Cytokines orchestrate T cell-mediated immune responses. In experimental autoimmune encephalomyelitis (EAE) the proinflammatory cytokines interferon (IFN)-γ, tumor necrosis factor (TNF)-α, interleukin (IL)-1β, IL-6, IL-12 and IL-18 are critically involved in the initiation and amplification of the local immune response in the CNS which is counterbalanced by upregulation of antiinflammatory cytokines such as IL-10. The predicted function of individual cytokines during EAE has recently been challenged by transgenic animal studies and neutralization experiments.
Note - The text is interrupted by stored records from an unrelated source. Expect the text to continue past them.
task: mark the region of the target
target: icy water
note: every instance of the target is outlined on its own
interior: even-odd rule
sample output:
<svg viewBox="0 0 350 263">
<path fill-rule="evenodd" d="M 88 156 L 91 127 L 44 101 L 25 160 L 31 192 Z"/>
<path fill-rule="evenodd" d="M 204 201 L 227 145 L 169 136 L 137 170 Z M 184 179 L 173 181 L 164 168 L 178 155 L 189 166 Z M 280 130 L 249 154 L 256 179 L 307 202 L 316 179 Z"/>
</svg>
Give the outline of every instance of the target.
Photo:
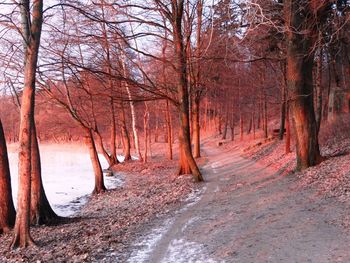
<svg viewBox="0 0 350 263">
<path fill-rule="evenodd" d="M 18 154 L 9 147 L 12 194 L 16 205 L 18 188 Z M 54 211 L 70 216 L 86 203 L 94 188 L 94 173 L 87 149 L 78 145 L 41 145 L 42 178 L 47 198 Z M 102 168 L 106 160 L 100 156 Z M 120 176 L 105 177 L 108 189 L 122 185 Z"/>
</svg>

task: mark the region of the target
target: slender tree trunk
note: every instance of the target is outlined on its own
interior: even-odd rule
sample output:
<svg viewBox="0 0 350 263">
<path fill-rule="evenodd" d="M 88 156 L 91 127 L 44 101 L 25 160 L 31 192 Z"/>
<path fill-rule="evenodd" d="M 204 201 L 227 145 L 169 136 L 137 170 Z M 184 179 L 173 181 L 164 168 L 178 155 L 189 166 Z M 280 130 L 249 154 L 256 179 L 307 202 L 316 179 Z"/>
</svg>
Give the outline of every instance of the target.
<svg viewBox="0 0 350 263">
<path fill-rule="evenodd" d="M 207 133 L 207 125 L 208 125 L 208 108 L 209 108 L 209 102 L 208 102 L 208 96 L 205 99 L 205 106 L 204 106 L 204 123 L 203 123 L 203 129 L 205 133 Z"/>
<path fill-rule="evenodd" d="M 319 54 L 317 59 L 317 68 L 316 68 L 316 129 L 317 134 L 320 131 L 321 120 L 322 120 L 322 47 L 319 47 Z"/>
<path fill-rule="evenodd" d="M 231 141 L 233 142 L 235 140 L 235 126 L 234 124 L 231 124 Z"/>
<path fill-rule="evenodd" d="M 143 154 L 143 162 L 147 163 L 148 161 L 148 123 L 149 123 L 149 111 L 147 103 L 145 102 L 145 113 L 143 115 L 143 132 L 144 132 L 144 142 L 145 142 L 145 152 Z"/>
<path fill-rule="evenodd" d="M 253 102 L 252 129 L 253 129 L 253 139 L 255 140 L 255 101 Z"/>
<path fill-rule="evenodd" d="M 116 127 L 116 117 L 115 117 L 115 107 L 114 107 L 114 100 L 111 97 L 111 138 L 110 138 L 110 159 L 111 162 L 108 162 L 109 167 L 113 166 L 114 164 L 119 163 L 118 158 L 117 158 L 117 145 L 116 145 L 116 141 L 117 141 L 117 127 Z"/>
<path fill-rule="evenodd" d="M 166 125 L 168 132 L 168 158 L 173 159 L 173 132 L 171 125 L 170 105 L 169 100 L 166 100 Z"/>
<path fill-rule="evenodd" d="M 199 109 L 200 109 L 200 99 L 199 95 L 195 95 L 193 108 L 192 108 L 192 118 L 193 118 L 193 157 L 201 157 L 201 137 L 200 137 L 200 124 L 199 124 Z"/>
<path fill-rule="evenodd" d="M 195 91 L 192 105 L 192 125 L 193 125 L 193 156 L 199 158 L 201 156 L 201 136 L 200 136 L 200 102 L 201 102 L 201 36 L 202 36 L 202 16 L 203 16 L 203 0 L 197 1 L 197 34 L 196 34 L 196 76 L 195 76 Z"/>
<path fill-rule="evenodd" d="M 286 101 L 286 154 L 290 153 L 290 117 L 289 117 L 289 102 Z"/>
<path fill-rule="evenodd" d="M 95 174 L 95 187 L 93 190 L 93 194 L 100 194 L 106 191 L 106 187 L 103 181 L 103 172 L 100 160 L 98 159 L 97 149 L 95 145 L 95 140 L 91 129 L 85 128 L 86 132 L 86 146 L 89 149 L 90 159 L 92 163 L 92 167 L 94 169 Z"/>
<path fill-rule="evenodd" d="M 46 197 L 41 177 L 41 160 L 35 123 L 32 124 L 31 133 L 31 198 L 30 198 L 30 222 L 35 225 L 50 224 L 60 218 L 52 210 Z"/>
<path fill-rule="evenodd" d="M 123 137 L 123 145 L 124 145 L 124 161 L 129 161 L 131 160 L 131 154 L 130 154 L 130 137 L 129 137 L 129 132 L 128 128 L 126 126 L 126 118 L 125 118 L 125 110 L 124 110 L 124 104 L 123 102 L 120 103 L 121 105 L 121 115 L 122 115 L 122 137 Z"/>
<path fill-rule="evenodd" d="M 243 141 L 244 130 L 243 130 L 243 116 L 241 113 L 239 116 L 239 129 L 240 129 L 240 138 L 241 138 L 241 141 Z"/>
<path fill-rule="evenodd" d="M 124 66 L 125 67 L 125 66 Z M 135 150 L 137 157 L 139 158 L 139 161 L 142 162 L 142 154 L 141 154 L 141 149 L 140 149 L 140 142 L 139 142 L 139 134 L 138 130 L 136 127 L 136 111 L 135 111 L 135 102 L 132 100 L 129 84 L 125 83 L 125 88 L 128 93 L 129 97 L 129 104 L 130 104 L 130 111 L 131 111 L 131 123 L 132 123 L 132 131 L 134 135 L 134 145 L 135 145 Z"/>
<path fill-rule="evenodd" d="M 314 21 L 310 3 L 287 0 L 286 20 L 290 26 L 287 35 L 287 83 L 291 100 L 291 112 L 296 138 L 297 169 L 302 170 L 321 161 L 314 112 L 312 69 L 314 54 Z M 300 8 L 305 9 L 300 12 Z M 309 15 L 309 16 L 308 16 Z M 308 32 L 300 34 L 295 29 Z"/>
<path fill-rule="evenodd" d="M 278 134 L 278 138 L 283 140 L 284 130 L 285 130 L 285 122 L 286 122 L 286 87 L 282 85 L 282 101 L 281 101 L 281 112 L 280 112 L 280 131 Z"/>
<path fill-rule="evenodd" d="M 103 157 L 107 160 L 108 166 L 109 166 L 108 169 L 110 169 L 113 165 L 115 165 L 116 163 L 119 163 L 116 157 L 117 155 L 115 154 L 114 155 L 115 157 L 113 157 L 113 154 L 109 154 L 107 152 L 106 148 L 103 145 L 103 139 L 98 129 L 95 130 L 95 135 L 97 136 L 97 145 L 99 147 L 99 150 L 101 151 Z"/>
<path fill-rule="evenodd" d="M 223 133 L 222 133 L 222 139 L 223 140 L 226 140 L 227 127 L 228 127 L 228 106 L 226 107 L 226 112 L 225 112 L 225 124 L 224 124 L 224 130 L 223 130 Z"/>
<path fill-rule="evenodd" d="M 159 116 L 158 116 L 158 111 L 156 111 L 156 127 L 154 131 L 154 142 L 158 142 L 158 134 L 159 134 Z"/>
<path fill-rule="evenodd" d="M 0 120 L 0 234 L 14 226 L 15 218 L 6 139 Z"/>
<path fill-rule="evenodd" d="M 268 137 L 268 132 L 267 132 L 267 98 L 266 98 L 266 93 L 264 94 L 264 137 Z"/>
</svg>

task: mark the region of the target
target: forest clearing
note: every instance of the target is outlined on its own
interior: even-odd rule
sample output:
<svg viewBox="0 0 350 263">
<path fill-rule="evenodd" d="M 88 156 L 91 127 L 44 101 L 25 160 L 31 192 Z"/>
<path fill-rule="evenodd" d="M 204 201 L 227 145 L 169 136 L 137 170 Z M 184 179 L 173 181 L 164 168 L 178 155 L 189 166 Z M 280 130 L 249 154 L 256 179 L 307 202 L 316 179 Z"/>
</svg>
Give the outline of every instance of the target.
<svg viewBox="0 0 350 263">
<path fill-rule="evenodd" d="M 349 10 L 0 1 L 0 262 L 350 262 Z"/>
</svg>

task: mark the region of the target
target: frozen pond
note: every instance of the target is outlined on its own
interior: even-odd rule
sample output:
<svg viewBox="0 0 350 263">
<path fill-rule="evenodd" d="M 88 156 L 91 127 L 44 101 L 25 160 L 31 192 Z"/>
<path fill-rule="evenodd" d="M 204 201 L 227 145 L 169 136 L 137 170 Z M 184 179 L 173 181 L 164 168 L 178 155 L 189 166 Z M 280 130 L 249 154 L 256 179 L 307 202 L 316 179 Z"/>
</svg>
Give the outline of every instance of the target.
<svg viewBox="0 0 350 263">
<path fill-rule="evenodd" d="M 60 216 L 76 212 L 94 189 L 94 173 L 90 156 L 84 146 L 41 145 L 42 178 L 47 198 Z M 100 156 L 102 168 L 106 160 Z M 16 205 L 18 187 L 18 154 L 16 147 L 9 147 L 12 193 Z M 120 176 L 105 177 L 108 189 L 123 183 Z"/>
</svg>

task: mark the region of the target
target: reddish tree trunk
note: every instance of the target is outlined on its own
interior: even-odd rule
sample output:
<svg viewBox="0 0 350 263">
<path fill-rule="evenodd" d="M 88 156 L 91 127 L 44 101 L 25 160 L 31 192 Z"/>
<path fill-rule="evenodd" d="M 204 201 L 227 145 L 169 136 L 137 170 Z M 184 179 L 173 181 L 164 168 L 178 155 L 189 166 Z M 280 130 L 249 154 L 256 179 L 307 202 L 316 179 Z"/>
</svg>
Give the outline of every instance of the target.
<svg viewBox="0 0 350 263">
<path fill-rule="evenodd" d="M 86 145 L 89 149 L 90 159 L 92 163 L 92 167 L 94 169 L 95 174 L 95 187 L 93 190 L 93 194 L 99 194 L 106 191 L 106 187 L 103 181 L 103 172 L 100 160 L 98 159 L 98 154 L 96 150 L 95 140 L 91 129 L 85 128 L 86 132 Z"/>
<path fill-rule="evenodd" d="M 286 102 L 286 154 L 290 153 L 290 119 L 289 119 L 289 103 Z"/>
<path fill-rule="evenodd" d="M 30 222 L 35 225 L 50 224 L 56 222 L 59 217 L 52 210 L 47 200 L 42 177 L 39 144 L 36 136 L 35 123 L 32 125 L 31 134 L 32 151 L 32 176 L 31 176 L 31 198 L 30 198 Z"/>
<path fill-rule="evenodd" d="M 125 110 L 124 110 L 124 104 L 121 102 L 121 114 L 122 114 L 122 137 L 123 137 L 123 146 L 124 146 L 124 161 L 131 160 L 131 153 L 130 153 L 130 137 L 128 128 L 126 126 L 126 118 L 125 118 Z"/>
<path fill-rule="evenodd" d="M 25 47 L 24 89 L 20 110 L 17 215 L 11 248 L 26 247 L 33 244 L 29 232 L 31 132 L 34 123 L 35 74 L 43 22 L 42 0 L 33 1 L 32 17 L 30 14 L 30 1 L 23 0 L 21 2 L 21 18 Z"/>
<path fill-rule="evenodd" d="M 296 138 L 297 169 L 302 170 L 321 161 L 317 125 L 314 112 L 312 69 L 314 54 L 313 23 L 310 4 L 304 1 L 286 1 L 287 84 Z M 305 12 L 300 12 L 303 8 Z M 301 34 L 295 29 L 308 32 Z"/>
<path fill-rule="evenodd" d="M 15 224 L 16 211 L 12 199 L 10 166 L 4 130 L 0 120 L 0 234 Z"/>
<path fill-rule="evenodd" d="M 200 137 L 200 125 L 199 125 L 199 108 L 200 108 L 200 99 L 199 96 L 195 96 L 193 100 L 193 109 L 192 109 L 192 123 L 193 123 L 193 157 L 201 157 L 201 137 Z"/>
<path fill-rule="evenodd" d="M 171 125 L 171 115 L 170 115 L 170 105 L 169 101 L 166 101 L 166 126 L 168 133 L 168 158 L 169 160 L 173 159 L 173 133 Z"/>
<path fill-rule="evenodd" d="M 174 53 L 176 58 L 176 75 L 177 75 L 177 94 L 178 94 L 178 109 L 180 113 L 179 127 L 179 148 L 180 148 L 180 167 L 179 174 L 187 174 L 191 172 L 197 181 L 203 181 L 203 177 L 196 161 L 193 158 L 191 150 L 190 138 L 190 122 L 189 122 L 189 94 L 187 85 L 187 66 L 186 54 L 183 45 L 182 35 L 182 16 L 183 2 L 176 3 L 177 8 L 173 10 L 174 20 Z"/>
</svg>

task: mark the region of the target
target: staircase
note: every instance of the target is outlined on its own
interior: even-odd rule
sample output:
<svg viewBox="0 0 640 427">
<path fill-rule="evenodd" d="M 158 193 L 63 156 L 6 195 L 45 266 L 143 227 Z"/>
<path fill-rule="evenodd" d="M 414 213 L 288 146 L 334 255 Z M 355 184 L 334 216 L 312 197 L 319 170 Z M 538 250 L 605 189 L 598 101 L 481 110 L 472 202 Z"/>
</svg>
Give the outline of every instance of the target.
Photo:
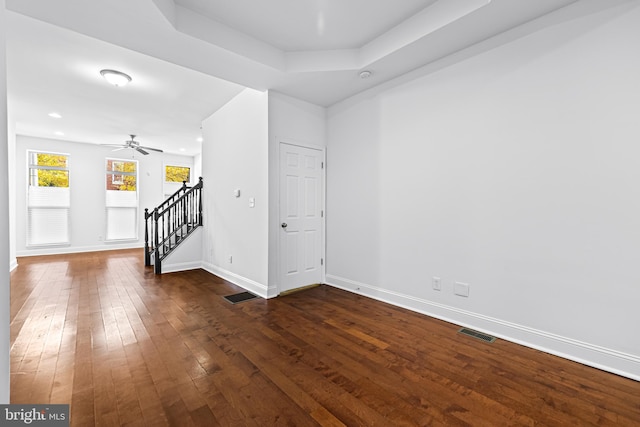
<svg viewBox="0 0 640 427">
<path fill-rule="evenodd" d="M 202 225 L 202 178 L 182 187 L 149 212 L 144 210 L 144 265 L 162 274 L 162 260 Z M 151 238 L 151 241 L 149 239 Z"/>
</svg>

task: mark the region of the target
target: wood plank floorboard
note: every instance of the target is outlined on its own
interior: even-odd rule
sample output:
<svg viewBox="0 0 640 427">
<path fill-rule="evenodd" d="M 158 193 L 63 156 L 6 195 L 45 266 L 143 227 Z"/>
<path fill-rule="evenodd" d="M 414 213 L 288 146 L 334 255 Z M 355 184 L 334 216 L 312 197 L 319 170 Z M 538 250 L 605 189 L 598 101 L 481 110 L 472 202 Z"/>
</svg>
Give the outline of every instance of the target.
<svg viewBox="0 0 640 427">
<path fill-rule="evenodd" d="M 640 383 L 329 286 L 232 305 L 140 250 L 20 258 L 11 402 L 72 426 L 640 426 Z"/>
</svg>

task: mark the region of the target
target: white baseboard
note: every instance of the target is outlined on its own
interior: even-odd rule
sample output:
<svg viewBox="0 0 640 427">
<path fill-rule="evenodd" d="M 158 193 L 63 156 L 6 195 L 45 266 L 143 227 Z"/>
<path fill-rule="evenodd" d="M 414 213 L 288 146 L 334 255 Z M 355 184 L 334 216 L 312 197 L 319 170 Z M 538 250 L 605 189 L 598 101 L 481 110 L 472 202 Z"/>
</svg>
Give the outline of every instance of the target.
<svg viewBox="0 0 640 427">
<path fill-rule="evenodd" d="M 267 288 L 267 299 L 269 298 L 275 298 L 278 295 L 280 295 L 280 292 L 278 291 L 278 288 L 275 286 L 270 286 Z"/>
<path fill-rule="evenodd" d="M 18 268 L 18 260 L 16 258 L 13 258 L 9 261 L 9 272 L 12 272 L 16 268 Z"/>
<path fill-rule="evenodd" d="M 153 262 L 151 263 L 153 265 Z M 162 274 L 175 273 L 176 271 L 196 270 L 202 268 L 202 261 L 179 262 L 175 264 L 162 263 Z"/>
<path fill-rule="evenodd" d="M 17 251 L 16 256 L 28 257 L 38 255 L 76 254 L 80 252 L 117 251 L 119 249 L 142 249 L 144 243 L 105 243 L 97 246 L 56 246 L 51 248 L 33 248 Z"/>
<path fill-rule="evenodd" d="M 262 283 L 258 283 L 254 280 L 240 276 L 239 274 L 232 273 L 231 271 L 215 266 L 209 262 L 203 262 L 202 269 L 208 271 L 211 274 L 215 274 L 216 276 L 221 277 L 224 280 L 233 283 L 234 285 L 238 285 L 241 288 L 244 288 L 247 291 L 260 296 L 261 298 L 270 298 L 267 286 L 263 285 Z"/>
<path fill-rule="evenodd" d="M 327 274 L 327 284 L 640 381 L 640 357 Z"/>
</svg>

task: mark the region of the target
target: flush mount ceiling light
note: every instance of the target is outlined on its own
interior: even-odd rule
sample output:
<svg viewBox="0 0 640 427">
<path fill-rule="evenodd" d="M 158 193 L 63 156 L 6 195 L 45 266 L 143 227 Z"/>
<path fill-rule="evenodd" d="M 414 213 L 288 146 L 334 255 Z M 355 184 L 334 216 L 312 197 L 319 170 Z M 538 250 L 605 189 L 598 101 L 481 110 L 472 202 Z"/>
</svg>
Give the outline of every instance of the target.
<svg viewBox="0 0 640 427">
<path fill-rule="evenodd" d="M 369 70 L 360 71 L 359 76 L 361 79 L 368 79 L 369 77 L 371 77 L 371 71 Z"/>
<path fill-rule="evenodd" d="M 127 74 L 116 70 L 102 70 L 100 75 L 114 86 L 126 86 L 131 81 Z"/>
</svg>

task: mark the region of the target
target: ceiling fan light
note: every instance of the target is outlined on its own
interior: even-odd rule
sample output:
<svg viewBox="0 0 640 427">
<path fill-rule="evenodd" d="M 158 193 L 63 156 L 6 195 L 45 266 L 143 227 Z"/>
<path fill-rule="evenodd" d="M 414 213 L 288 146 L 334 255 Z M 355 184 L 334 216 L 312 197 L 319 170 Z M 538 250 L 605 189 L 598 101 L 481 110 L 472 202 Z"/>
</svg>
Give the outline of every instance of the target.
<svg viewBox="0 0 640 427">
<path fill-rule="evenodd" d="M 127 74 L 116 70 L 101 70 L 100 75 L 114 86 L 126 86 L 131 81 Z"/>
</svg>

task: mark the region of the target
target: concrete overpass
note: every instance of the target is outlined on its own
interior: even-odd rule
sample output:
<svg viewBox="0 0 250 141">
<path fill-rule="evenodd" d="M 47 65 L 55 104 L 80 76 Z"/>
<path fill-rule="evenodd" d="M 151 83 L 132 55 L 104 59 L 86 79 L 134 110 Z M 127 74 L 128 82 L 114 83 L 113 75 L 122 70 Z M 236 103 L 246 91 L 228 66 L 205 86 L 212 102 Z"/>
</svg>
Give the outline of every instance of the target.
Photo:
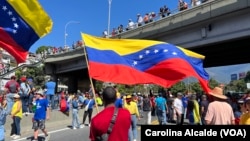
<svg viewBox="0 0 250 141">
<path fill-rule="evenodd" d="M 120 33 L 112 38 L 159 40 L 206 56 L 204 67 L 249 63 L 250 0 L 213 0 Z M 70 76 L 69 83 L 86 87 L 83 48 L 45 60 L 49 75 Z M 76 90 L 76 86 L 72 90 Z"/>
<path fill-rule="evenodd" d="M 206 56 L 204 67 L 249 63 L 250 0 L 214 0 L 115 38 L 152 39 Z"/>
</svg>

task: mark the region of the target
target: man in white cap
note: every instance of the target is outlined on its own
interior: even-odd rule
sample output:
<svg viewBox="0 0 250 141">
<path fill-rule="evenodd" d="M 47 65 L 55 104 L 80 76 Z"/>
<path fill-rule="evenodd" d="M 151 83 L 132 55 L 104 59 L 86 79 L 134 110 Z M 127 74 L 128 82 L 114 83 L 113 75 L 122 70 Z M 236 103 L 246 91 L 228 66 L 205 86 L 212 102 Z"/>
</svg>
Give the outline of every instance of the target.
<svg viewBox="0 0 250 141">
<path fill-rule="evenodd" d="M 21 120 L 22 120 L 22 102 L 20 100 L 20 96 L 18 94 L 15 94 L 13 96 L 14 98 L 14 104 L 11 109 L 11 118 L 13 119 L 13 123 L 11 125 L 11 138 L 14 140 L 21 137 Z"/>
<path fill-rule="evenodd" d="M 234 125 L 235 118 L 233 108 L 223 95 L 223 89 L 215 87 L 211 92 L 213 102 L 208 105 L 205 121 L 207 125 Z"/>
<path fill-rule="evenodd" d="M 137 14 L 137 26 L 142 26 L 143 18 L 141 14 Z"/>
<path fill-rule="evenodd" d="M 45 134 L 45 141 L 48 141 L 50 135 L 45 129 L 45 120 L 49 119 L 50 117 L 50 110 L 48 100 L 44 98 L 43 90 L 38 90 L 35 92 L 36 95 L 36 110 L 33 117 L 33 127 L 34 129 L 34 139 L 32 141 L 38 141 L 38 129 L 41 129 L 42 132 Z"/>
</svg>

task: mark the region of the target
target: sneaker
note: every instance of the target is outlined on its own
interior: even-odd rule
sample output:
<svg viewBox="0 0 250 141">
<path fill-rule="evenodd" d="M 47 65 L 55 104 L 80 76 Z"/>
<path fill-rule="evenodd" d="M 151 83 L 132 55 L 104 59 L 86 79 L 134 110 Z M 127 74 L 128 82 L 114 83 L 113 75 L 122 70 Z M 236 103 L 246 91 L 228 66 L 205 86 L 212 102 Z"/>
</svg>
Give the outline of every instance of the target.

Cytokine induction is not restricted to autoimmunity in the nervous system. Cytokines are involved in nerve regeneration and induced in focal cerebral ischemia both at the site of infarction and in remote nonischemic brain regions. In cerebral ischemia TNF-α and IL-1β probably have dual functions: In concert with upregulation of inducible NO synthase (iNOS) they exert neurotoxicity while in the absence of iNOS, TNF-α and IL-1β may contribute to neuroprotection and plasticity.

The interplay between glial cells, infiltrating leukocytes and induced cytokines leading to CNS pathology is complex and incompletely understood. Further assesment of the functional contribution of cytokines critically depends on the elucidation of downstream secondary signaling mechanisms.